1
votes

Assume that 8GB memory is available with a node in hadoop system.

If the task tracker and data nodes consume 2GB and if the memory required for each task is 200MB, how many map and reduce can get started?

8-2 = 6GB

So, 6144MB/200MB = 30.72

So, 30 total map and reduce tasks will be started.

Am I right or am I missing something?

2

2 Answers

1
votes

The number of mappers and reducers is not determined by the resources available. You have to set the number of reducers in your code by calling setNumReduceTasks().

For the number of mappers, it is more complicated, as they are set by Hadoop. By default, there is roughly one map task per input split. You can tweak that by changing the default block size, record reader, number of input files.

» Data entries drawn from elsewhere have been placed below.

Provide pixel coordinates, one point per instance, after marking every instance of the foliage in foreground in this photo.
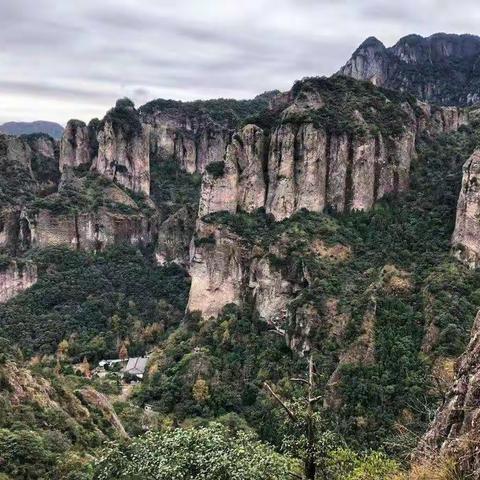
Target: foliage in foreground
(206, 453)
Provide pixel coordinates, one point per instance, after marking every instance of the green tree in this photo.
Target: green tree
(205, 453)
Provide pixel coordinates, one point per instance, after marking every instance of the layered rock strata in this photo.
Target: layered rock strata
(466, 236)
(15, 278)
(455, 430)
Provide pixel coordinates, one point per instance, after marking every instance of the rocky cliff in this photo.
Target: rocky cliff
(15, 278)
(124, 149)
(77, 146)
(456, 428)
(466, 237)
(442, 68)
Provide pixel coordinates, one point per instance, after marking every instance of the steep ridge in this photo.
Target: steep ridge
(442, 68)
(335, 144)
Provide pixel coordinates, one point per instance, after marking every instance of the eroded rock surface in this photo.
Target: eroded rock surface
(15, 278)
(466, 236)
(455, 430)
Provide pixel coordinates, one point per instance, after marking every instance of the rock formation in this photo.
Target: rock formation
(75, 146)
(456, 428)
(306, 164)
(124, 158)
(441, 69)
(15, 278)
(174, 236)
(466, 236)
(216, 268)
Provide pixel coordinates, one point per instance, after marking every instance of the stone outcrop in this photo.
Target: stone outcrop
(124, 158)
(15, 278)
(174, 236)
(302, 164)
(466, 236)
(191, 138)
(455, 430)
(87, 231)
(75, 146)
(216, 269)
(236, 183)
(440, 69)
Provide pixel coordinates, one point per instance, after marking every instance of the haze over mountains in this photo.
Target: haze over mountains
(237, 243)
(53, 129)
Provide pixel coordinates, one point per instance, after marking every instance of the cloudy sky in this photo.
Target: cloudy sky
(72, 58)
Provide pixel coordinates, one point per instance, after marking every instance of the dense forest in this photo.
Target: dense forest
(209, 377)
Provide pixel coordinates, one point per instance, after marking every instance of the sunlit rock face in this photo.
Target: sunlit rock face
(466, 236)
(15, 278)
(319, 152)
(455, 429)
(124, 159)
(75, 146)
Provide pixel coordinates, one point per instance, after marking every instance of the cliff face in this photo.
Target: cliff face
(456, 428)
(75, 146)
(442, 68)
(124, 159)
(193, 140)
(466, 236)
(321, 153)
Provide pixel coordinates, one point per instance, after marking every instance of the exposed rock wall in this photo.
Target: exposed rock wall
(16, 278)
(240, 184)
(441, 69)
(299, 165)
(75, 146)
(466, 236)
(455, 430)
(193, 140)
(308, 169)
(216, 269)
(124, 158)
(174, 236)
(87, 231)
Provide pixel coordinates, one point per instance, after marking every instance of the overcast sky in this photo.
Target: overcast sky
(73, 58)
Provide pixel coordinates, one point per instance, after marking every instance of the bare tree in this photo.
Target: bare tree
(311, 400)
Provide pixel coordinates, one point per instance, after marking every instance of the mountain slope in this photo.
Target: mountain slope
(442, 68)
(26, 128)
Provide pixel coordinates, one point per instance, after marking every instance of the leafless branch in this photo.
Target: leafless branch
(280, 401)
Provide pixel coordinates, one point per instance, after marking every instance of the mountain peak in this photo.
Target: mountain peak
(438, 69)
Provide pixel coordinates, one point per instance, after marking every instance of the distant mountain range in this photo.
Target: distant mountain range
(53, 129)
(443, 68)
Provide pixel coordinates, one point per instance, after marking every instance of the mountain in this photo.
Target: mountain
(443, 68)
(324, 236)
(25, 128)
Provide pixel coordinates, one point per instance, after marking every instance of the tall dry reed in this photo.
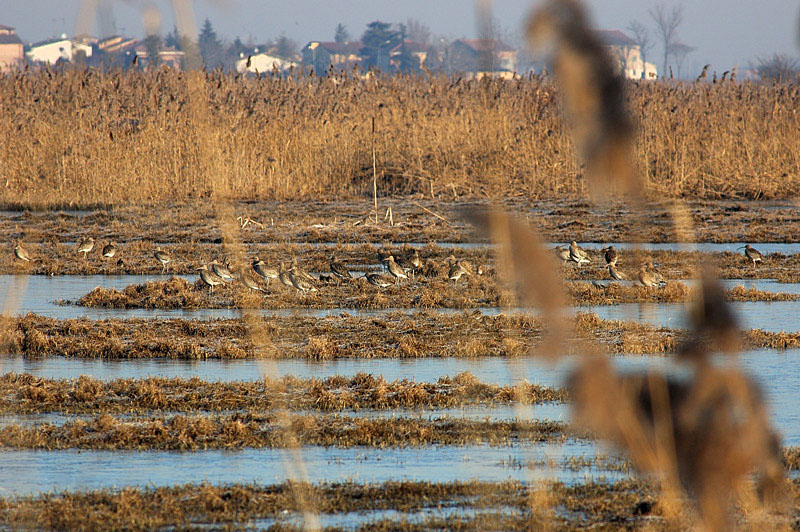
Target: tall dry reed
(78, 138)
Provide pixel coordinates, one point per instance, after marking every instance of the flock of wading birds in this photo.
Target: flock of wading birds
(293, 276)
(216, 273)
(647, 275)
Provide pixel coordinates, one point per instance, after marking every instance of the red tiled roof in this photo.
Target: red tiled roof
(9, 39)
(614, 38)
(411, 47)
(487, 45)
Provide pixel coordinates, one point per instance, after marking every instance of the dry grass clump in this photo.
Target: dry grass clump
(613, 293)
(591, 505)
(255, 430)
(25, 393)
(294, 137)
(173, 293)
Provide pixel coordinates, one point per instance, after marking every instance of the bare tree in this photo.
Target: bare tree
(667, 22)
(641, 36)
(679, 51)
(417, 31)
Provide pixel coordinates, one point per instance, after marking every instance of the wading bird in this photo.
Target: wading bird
(222, 271)
(109, 250)
(752, 253)
(562, 253)
(21, 253)
(164, 258)
(610, 254)
(395, 269)
(209, 277)
(577, 254)
(616, 274)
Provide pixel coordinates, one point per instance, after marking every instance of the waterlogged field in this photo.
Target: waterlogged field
(123, 385)
(152, 378)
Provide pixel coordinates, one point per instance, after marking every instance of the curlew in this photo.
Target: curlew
(610, 254)
(655, 273)
(339, 270)
(378, 280)
(164, 258)
(222, 271)
(457, 269)
(647, 278)
(85, 246)
(616, 274)
(397, 271)
(752, 253)
(562, 253)
(109, 250)
(383, 256)
(263, 270)
(209, 277)
(577, 254)
(21, 253)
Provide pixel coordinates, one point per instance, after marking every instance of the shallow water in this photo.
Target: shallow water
(774, 316)
(773, 370)
(23, 294)
(30, 472)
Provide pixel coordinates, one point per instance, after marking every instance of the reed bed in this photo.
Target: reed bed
(257, 430)
(299, 137)
(28, 394)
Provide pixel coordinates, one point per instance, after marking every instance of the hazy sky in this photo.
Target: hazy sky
(725, 32)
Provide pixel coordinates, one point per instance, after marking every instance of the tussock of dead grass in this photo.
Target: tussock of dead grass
(595, 505)
(255, 430)
(24, 393)
(396, 335)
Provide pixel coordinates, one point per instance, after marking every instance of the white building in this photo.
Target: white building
(53, 50)
(263, 64)
(628, 55)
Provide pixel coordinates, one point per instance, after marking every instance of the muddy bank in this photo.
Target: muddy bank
(347, 221)
(23, 394)
(421, 293)
(398, 335)
(257, 430)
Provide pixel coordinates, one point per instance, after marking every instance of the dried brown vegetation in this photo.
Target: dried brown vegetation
(28, 394)
(300, 137)
(255, 430)
(415, 335)
(596, 505)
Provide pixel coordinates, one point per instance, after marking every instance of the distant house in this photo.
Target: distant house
(263, 63)
(322, 55)
(11, 49)
(483, 57)
(628, 55)
(416, 49)
(53, 50)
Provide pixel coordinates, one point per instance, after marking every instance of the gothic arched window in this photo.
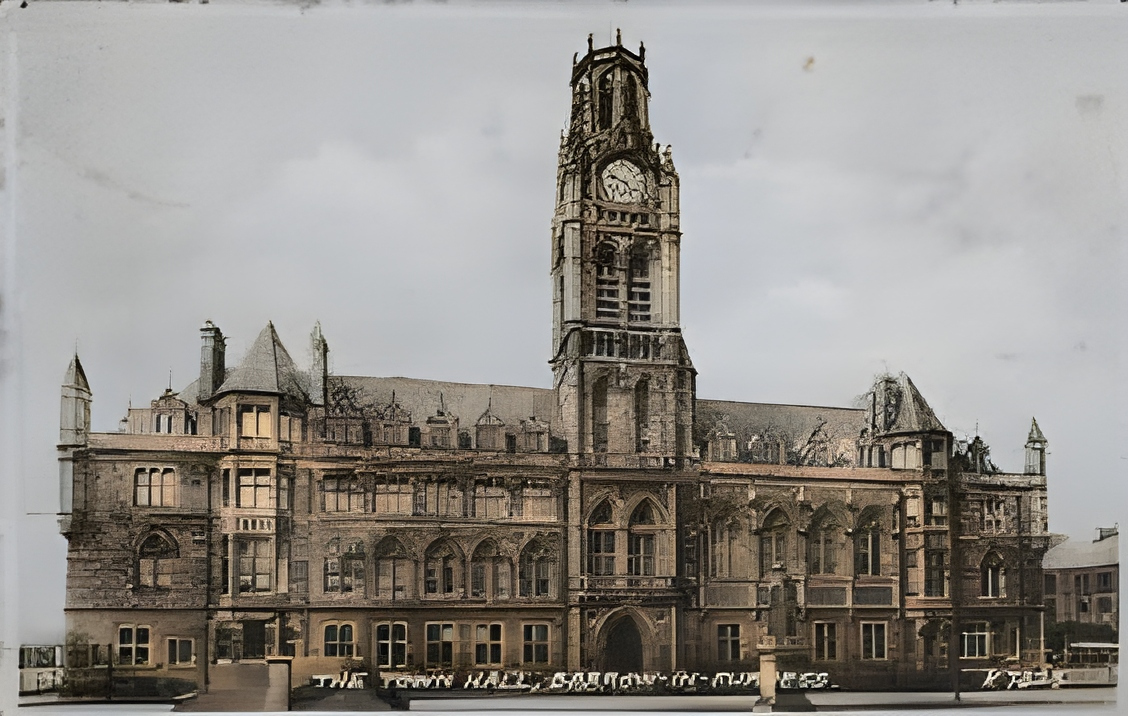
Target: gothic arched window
(153, 565)
(490, 572)
(344, 569)
(394, 571)
(599, 418)
(606, 99)
(822, 547)
(601, 540)
(641, 540)
(992, 576)
(774, 541)
(867, 545)
(642, 415)
(536, 572)
(443, 569)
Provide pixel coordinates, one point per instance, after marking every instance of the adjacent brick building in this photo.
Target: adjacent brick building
(1083, 580)
(614, 521)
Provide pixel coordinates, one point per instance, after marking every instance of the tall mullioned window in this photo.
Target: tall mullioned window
(867, 548)
(155, 487)
(639, 289)
(342, 494)
(826, 641)
(254, 487)
(391, 644)
(254, 559)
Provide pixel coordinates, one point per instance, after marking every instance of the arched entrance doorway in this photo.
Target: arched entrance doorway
(623, 646)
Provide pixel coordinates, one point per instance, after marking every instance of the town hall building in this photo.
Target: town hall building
(613, 522)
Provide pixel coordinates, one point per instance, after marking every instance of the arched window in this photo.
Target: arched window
(867, 545)
(155, 487)
(537, 569)
(344, 569)
(774, 541)
(641, 540)
(394, 571)
(822, 547)
(642, 415)
(601, 540)
(599, 422)
(338, 639)
(490, 572)
(993, 576)
(606, 98)
(155, 560)
(639, 289)
(443, 576)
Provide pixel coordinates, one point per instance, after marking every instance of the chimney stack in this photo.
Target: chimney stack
(212, 369)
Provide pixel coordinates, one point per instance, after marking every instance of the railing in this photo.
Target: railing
(626, 582)
(625, 461)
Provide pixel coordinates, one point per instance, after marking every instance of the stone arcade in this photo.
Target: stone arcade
(613, 522)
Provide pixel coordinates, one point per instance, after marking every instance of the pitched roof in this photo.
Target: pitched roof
(76, 376)
(467, 401)
(749, 421)
(915, 415)
(1075, 553)
(266, 368)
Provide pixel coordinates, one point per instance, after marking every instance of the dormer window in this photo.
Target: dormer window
(255, 421)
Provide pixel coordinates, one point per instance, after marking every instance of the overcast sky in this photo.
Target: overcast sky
(930, 188)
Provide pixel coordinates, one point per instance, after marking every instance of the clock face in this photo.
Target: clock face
(624, 183)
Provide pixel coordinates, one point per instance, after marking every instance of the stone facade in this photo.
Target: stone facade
(611, 522)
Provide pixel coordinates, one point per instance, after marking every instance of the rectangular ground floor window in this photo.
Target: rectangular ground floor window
(487, 644)
(536, 643)
(873, 639)
(181, 652)
(826, 641)
(338, 639)
(440, 645)
(728, 642)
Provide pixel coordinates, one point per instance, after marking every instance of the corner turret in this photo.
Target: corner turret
(75, 407)
(73, 432)
(1036, 450)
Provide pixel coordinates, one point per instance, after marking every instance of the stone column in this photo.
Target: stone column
(767, 674)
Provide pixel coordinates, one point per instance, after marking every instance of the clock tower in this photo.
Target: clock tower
(623, 377)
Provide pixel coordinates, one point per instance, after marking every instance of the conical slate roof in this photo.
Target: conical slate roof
(266, 368)
(76, 376)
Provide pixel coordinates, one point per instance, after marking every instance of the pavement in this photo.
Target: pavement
(243, 688)
(1064, 699)
(1091, 700)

You should also set in the hadoop configuration files the maximum number of map tasks and reduce tasks that run concurrently, as well as the memory allocated to each task. Those last two configurations are the ones that are based on the available resources. Keep in mind that map and reduce tasks run on your CPU, so you are practically restricted by the number of available cores (one core cannot run two tasks at the same time).

This guide may help you with more details.

0
votes

The number of concurrent task is not decided just based on the memory available on a node. it depends on the number of cores as well. If your node has 8 vcores and each of your task takes 1 core then at a time only 8 task can run.